(Üstadlarım Mehmet Fikret ve Saklı Bahçe cilalı taş ve maden devirlerin de aşkı anlatmışlar. Ben de modern devirde aşkı anlatayım istedim.
Cilalı,maden aşkı da bir marifet miymiş
Sen gel de aşka modern çağ da bak
Leyla ,Mecnun da sanki can yakan afet miymiş
Şimdi onlar gibi var tonlar ile oyunçak.
Şipşak aşklar çıkmış ki hızına ses yetişmez
Aşk dakkada yazılır aşka nefes yetişmez
Tutmak için maşuku demir kafes yetişmez
Hızını kesmeye de her an lazım bir bıçak.
Hep aşklar su koyvermiş kurutmaya kum lazım.

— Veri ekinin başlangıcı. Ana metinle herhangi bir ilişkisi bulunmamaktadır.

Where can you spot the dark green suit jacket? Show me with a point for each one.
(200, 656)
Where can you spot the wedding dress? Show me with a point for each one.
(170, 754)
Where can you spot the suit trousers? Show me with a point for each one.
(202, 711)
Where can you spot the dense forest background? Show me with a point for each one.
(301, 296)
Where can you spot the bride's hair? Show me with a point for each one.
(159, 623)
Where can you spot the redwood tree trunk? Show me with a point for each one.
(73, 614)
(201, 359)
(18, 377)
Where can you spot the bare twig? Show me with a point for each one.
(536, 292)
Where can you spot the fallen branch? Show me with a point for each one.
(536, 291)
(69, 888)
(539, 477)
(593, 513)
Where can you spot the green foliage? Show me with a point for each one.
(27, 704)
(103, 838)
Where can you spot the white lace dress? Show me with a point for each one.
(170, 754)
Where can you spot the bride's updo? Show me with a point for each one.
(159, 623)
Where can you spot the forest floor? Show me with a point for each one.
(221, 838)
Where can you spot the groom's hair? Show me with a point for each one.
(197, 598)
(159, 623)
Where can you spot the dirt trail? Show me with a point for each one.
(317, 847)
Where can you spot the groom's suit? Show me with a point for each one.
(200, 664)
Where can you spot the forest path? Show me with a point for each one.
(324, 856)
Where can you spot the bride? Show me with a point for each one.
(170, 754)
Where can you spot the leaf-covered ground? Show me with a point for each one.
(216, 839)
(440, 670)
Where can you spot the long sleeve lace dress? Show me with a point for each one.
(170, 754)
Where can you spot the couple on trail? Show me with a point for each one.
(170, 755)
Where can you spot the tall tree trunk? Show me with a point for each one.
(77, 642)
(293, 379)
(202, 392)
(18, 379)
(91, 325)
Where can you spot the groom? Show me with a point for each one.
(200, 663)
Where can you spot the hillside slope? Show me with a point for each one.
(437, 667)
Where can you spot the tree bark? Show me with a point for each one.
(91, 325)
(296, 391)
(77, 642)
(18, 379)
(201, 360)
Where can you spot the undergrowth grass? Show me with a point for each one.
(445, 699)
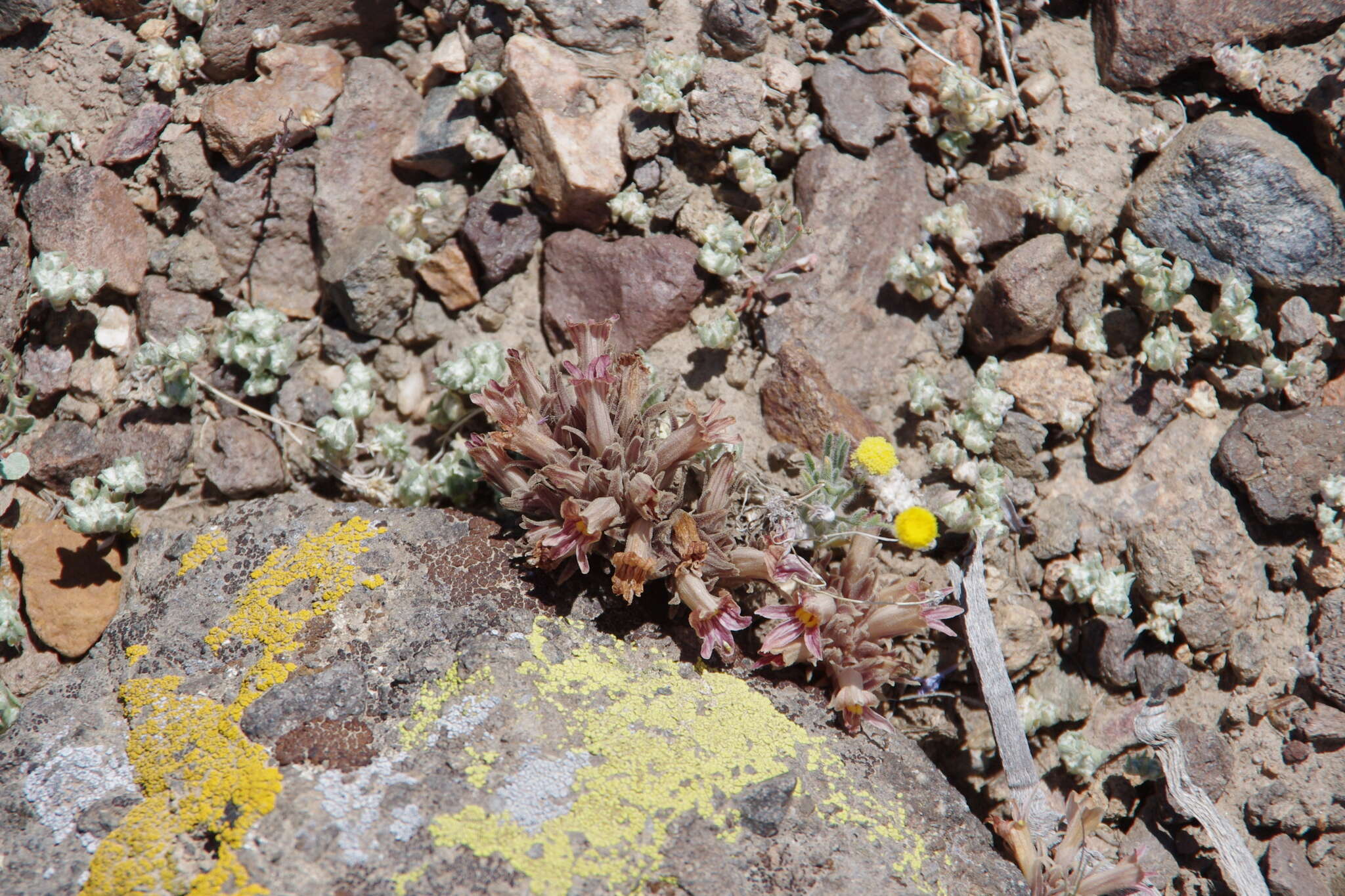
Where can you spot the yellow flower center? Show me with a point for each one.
(876, 456)
(916, 528)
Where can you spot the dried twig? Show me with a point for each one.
(1235, 860)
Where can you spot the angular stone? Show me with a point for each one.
(435, 147)
(726, 105)
(88, 214)
(650, 282)
(568, 128)
(864, 97)
(1281, 457)
(70, 590)
(602, 26)
(244, 461)
(1231, 195)
(136, 136)
(1020, 303)
(294, 95)
(1046, 386)
(365, 278)
(1136, 406)
(801, 408)
(450, 274)
(355, 186)
(260, 224)
(351, 26)
(1139, 43)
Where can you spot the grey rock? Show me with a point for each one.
(365, 278)
(862, 98)
(603, 26)
(726, 105)
(18, 15)
(1287, 871)
(650, 282)
(1139, 43)
(735, 28)
(1136, 408)
(436, 147)
(1278, 458)
(1160, 673)
(1017, 445)
(1231, 195)
(136, 136)
(244, 461)
(1020, 303)
(372, 740)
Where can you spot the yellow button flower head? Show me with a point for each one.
(876, 456)
(916, 528)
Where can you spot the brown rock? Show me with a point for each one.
(136, 136)
(244, 461)
(347, 24)
(450, 274)
(1020, 303)
(801, 406)
(88, 214)
(1136, 406)
(355, 186)
(294, 95)
(1139, 43)
(70, 590)
(568, 129)
(1047, 385)
(650, 282)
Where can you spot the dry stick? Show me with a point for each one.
(1239, 867)
(1024, 782)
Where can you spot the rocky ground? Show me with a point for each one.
(1102, 296)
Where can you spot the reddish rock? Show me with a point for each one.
(88, 214)
(650, 282)
(136, 136)
(70, 590)
(801, 406)
(294, 95)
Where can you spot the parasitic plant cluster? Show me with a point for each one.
(579, 454)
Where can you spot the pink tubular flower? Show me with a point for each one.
(856, 703)
(803, 622)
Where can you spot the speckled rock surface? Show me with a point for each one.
(330, 699)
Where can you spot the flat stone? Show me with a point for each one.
(801, 408)
(70, 590)
(355, 186)
(244, 461)
(1231, 195)
(1281, 457)
(450, 274)
(567, 127)
(650, 282)
(295, 92)
(136, 136)
(862, 98)
(1139, 43)
(87, 214)
(1046, 386)
(602, 26)
(1136, 406)
(357, 27)
(1019, 304)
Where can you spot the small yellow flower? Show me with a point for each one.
(916, 528)
(876, 456)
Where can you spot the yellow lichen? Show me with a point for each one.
(208, 545)
(198, 771)
(662, 746)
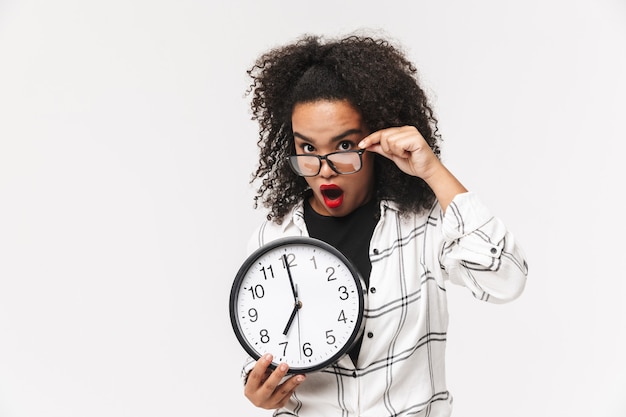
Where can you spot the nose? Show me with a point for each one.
(326, 171)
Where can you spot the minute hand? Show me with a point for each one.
(296, 301)
(293, 287)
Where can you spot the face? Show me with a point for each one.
(322, 127)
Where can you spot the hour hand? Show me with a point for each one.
(296, 307)
(293, 287)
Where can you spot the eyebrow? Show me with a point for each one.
(334, 139)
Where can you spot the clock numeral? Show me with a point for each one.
(265, 337)
(257, 291)
(343, 293)
(342, 317)
(306, 349)
(265, 270)
(288, 260)
(331, 272)
(253, 314)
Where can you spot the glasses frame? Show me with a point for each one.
(294, 158)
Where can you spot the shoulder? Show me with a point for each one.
(267, 231)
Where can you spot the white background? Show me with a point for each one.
(126, 147)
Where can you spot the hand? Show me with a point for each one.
(294, 290)
(296, 307)
(264, 388)
(408, 149)
(293, 287)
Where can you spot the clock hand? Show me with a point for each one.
(293, 288)
(296, 307)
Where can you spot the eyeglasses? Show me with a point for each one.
(342, 162)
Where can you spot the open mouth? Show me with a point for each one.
(332, 194)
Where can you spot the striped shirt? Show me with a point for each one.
(401, 366)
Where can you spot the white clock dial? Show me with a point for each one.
(300, 300)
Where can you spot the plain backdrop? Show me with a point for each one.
(126, 149)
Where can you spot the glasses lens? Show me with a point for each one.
(305, 165)
(347, 162)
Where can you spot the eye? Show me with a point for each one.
(307, 148)
(345, 146)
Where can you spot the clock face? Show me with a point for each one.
(299, 299)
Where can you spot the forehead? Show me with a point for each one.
(325, 120)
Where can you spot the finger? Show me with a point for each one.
(259, 373)
(273, 381)
(371, 140)
(286, 390)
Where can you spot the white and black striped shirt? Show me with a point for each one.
(401, 365)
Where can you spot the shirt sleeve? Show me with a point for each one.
(480, 253)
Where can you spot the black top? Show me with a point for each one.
(351, 235)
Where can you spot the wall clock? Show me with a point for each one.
(299, 299)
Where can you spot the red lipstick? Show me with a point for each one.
(332, 194)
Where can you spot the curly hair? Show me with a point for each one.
(373, 75)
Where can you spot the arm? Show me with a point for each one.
(411, 153)
(478, 251)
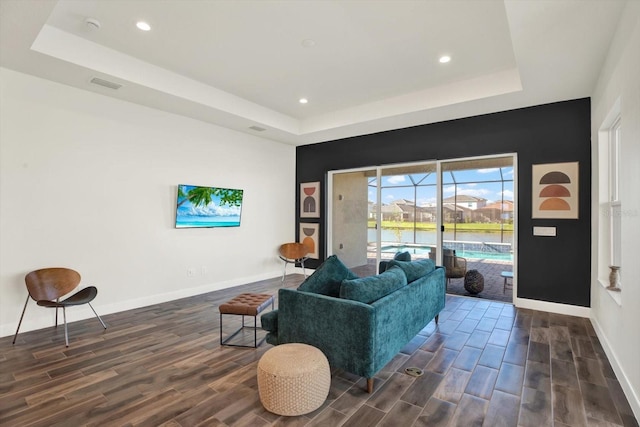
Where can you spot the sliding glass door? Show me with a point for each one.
(463, 208)
(477, 210)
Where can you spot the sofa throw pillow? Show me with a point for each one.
(402, 256)
(372, 288)
(327, 278)
(414, 269)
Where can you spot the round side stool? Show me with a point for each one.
(293, 379)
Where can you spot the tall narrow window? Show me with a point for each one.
(609, 264)
(615, 205)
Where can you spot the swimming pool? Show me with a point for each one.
(465, 253)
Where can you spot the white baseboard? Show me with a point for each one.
(552, 307)
(633, 396)
(38, 318)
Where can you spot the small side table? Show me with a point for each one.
(247, 304)
(507, 275)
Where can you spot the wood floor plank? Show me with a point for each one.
(162, 365)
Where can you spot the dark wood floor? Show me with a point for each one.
(486, 363)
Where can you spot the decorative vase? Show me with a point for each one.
(474, 282)
(614, 276)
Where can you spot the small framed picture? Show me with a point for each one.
(310, 199)
(555, 191)
(309, 233)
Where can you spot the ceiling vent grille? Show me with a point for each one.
(105, 83)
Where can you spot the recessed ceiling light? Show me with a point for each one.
(92, 24)
(308, 43)
(143, 26)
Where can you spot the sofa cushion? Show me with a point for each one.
(414, 269)
(327, 278)
(372, 288)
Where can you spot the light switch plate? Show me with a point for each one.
(544, 231)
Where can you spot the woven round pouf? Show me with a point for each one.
(293, 379)
(474, 282)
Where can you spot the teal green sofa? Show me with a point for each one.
(360, 324)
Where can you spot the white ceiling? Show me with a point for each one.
(373, 65)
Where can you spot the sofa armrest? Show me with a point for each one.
(341, 328)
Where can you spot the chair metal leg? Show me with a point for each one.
(94, 312)
(21, 316)
(66, 333)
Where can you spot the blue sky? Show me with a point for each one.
(469, 182)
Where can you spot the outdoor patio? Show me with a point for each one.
(490, 270)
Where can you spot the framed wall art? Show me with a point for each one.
(310, 200)
(555, 191)
(309, 233)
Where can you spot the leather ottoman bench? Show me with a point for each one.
(246, 304)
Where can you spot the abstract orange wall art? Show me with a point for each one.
(555, 191)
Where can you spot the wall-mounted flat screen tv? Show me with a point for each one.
(208, 207)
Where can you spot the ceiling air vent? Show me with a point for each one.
(106, 83)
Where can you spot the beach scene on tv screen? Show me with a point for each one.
(208, 207)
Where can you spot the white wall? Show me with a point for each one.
(618, 325)
(89, 182)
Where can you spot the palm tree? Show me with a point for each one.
(202, 196)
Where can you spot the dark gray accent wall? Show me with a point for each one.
(553, 269)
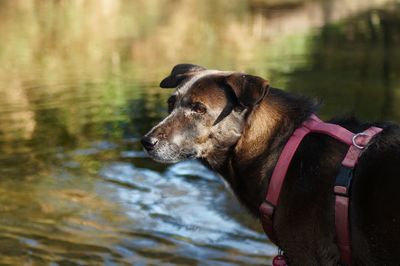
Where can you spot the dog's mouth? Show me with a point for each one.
(170, 153)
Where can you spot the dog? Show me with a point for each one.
(237, 125)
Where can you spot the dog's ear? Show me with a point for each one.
(179, 73)
(249, 90)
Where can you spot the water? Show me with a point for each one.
(78, 87)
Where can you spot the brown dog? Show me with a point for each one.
(237, 125)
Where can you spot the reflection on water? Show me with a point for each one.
(78, 87)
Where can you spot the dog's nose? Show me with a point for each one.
(149, 142)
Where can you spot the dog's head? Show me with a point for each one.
(207, 112)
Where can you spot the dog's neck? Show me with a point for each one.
(248, 165)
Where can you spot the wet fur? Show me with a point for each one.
(304, 218)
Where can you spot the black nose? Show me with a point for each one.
(149, 142)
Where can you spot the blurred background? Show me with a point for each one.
(79, 86)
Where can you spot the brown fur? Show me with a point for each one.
(241, 135)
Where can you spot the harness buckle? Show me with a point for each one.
(343, 181)
(354, 140)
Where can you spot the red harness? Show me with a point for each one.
(357, 143)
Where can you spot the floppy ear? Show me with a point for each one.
(178, 74)
(249, 90)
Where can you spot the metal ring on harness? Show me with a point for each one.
(362, 134)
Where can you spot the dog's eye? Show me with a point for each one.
(171, 103)
(198, 108)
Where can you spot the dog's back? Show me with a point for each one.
(375, 206)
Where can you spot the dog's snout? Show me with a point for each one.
(149, 142)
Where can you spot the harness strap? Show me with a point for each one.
(342, 191)
(357, 143)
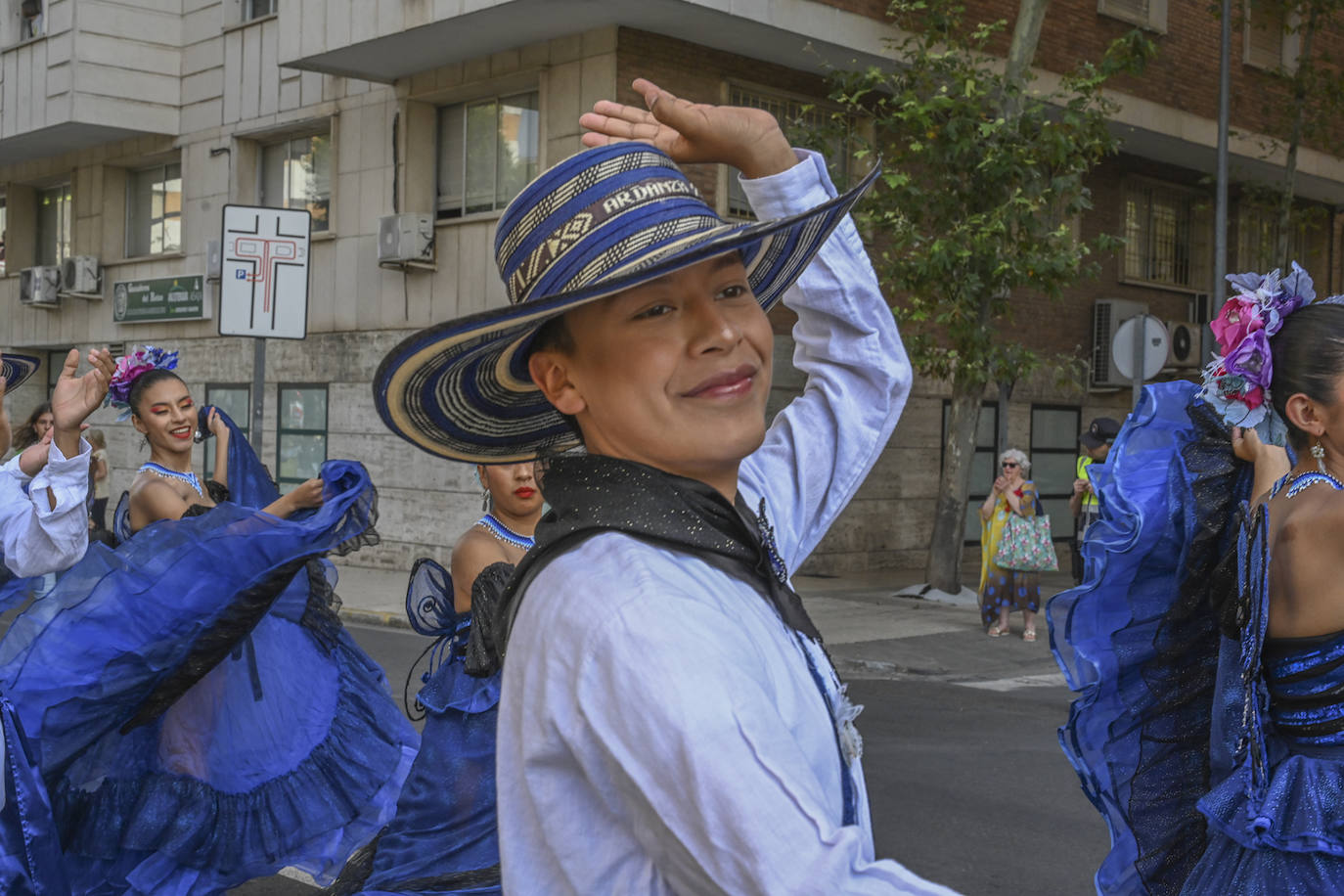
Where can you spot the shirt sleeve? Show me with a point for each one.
(707, 773)
(822, 446)
(35, 536)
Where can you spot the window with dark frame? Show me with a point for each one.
(983, 471)
(1053, 458)
(1167, 236)
(300, 432)
(233, 399)
(154, 209)
(297, 173)
(258, 8)
(56, 223)
(488, 150)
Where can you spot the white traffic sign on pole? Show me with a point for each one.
(263, 272)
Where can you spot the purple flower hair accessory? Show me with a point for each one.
(1236, 381)
(129, 368)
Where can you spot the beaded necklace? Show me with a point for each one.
(504, 533)
(189, 477)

Aşık,maşuk yoklarda aramaya mum lazım
Civa gibi kayıyor durdurmaya zum lazım
Tabii internetle kocaman da bir çanak.
Kaşa, göze kim bakar kariyerin varsa gel
Birkaç fakülte birden iki de yabancı dil
Aşk paraya, puladır esmer,sarıya değil
Hele bir de varsa yat,kat helikopter,uçak.
Ayştayn bile çözemez aklı almaz bu işi
Yazda başlayan aşklar neden çıkarmaz kışı?
Boyansa lebleri incelse hilal kaşı
En güzeline bile diyoruz artık ablak.
Çerçeveye ne gerek aşka hudut çizilmez
Diziler durur iken beyit,şiir yazılmaz
İsmi fesbukun da var gönle mönle kazılmaz
Aşkta da usta olduk değiliz artık çırak.
Bir güzelin adını yüreğe yazmak niye
Kim dolaşır bu çağda "Leylam...Mecnun'um..." diye
En güzide sevdalar bak whatsappdan hediye
Hem vaktimiz de yok ki kim arayıp bulacak.
Sosyal medya da sanki sorup aşk mı bulunmaz
Veysel boşa söylemiş aşka köşk mü bulunmaz
Her gün çalıp söyleriz bize meşk mi bulunmaz
Başka nasıl olacak, aşk böyle olur ancak!
Bir sene gider ise o aşk yamandır yaman
Dolar kurunda başlar sonu samandır saman
Mahkeme,savcı,hakim... karaborsa, araman
"Aşkım" diye başlar da, son hitap olur " ahmak."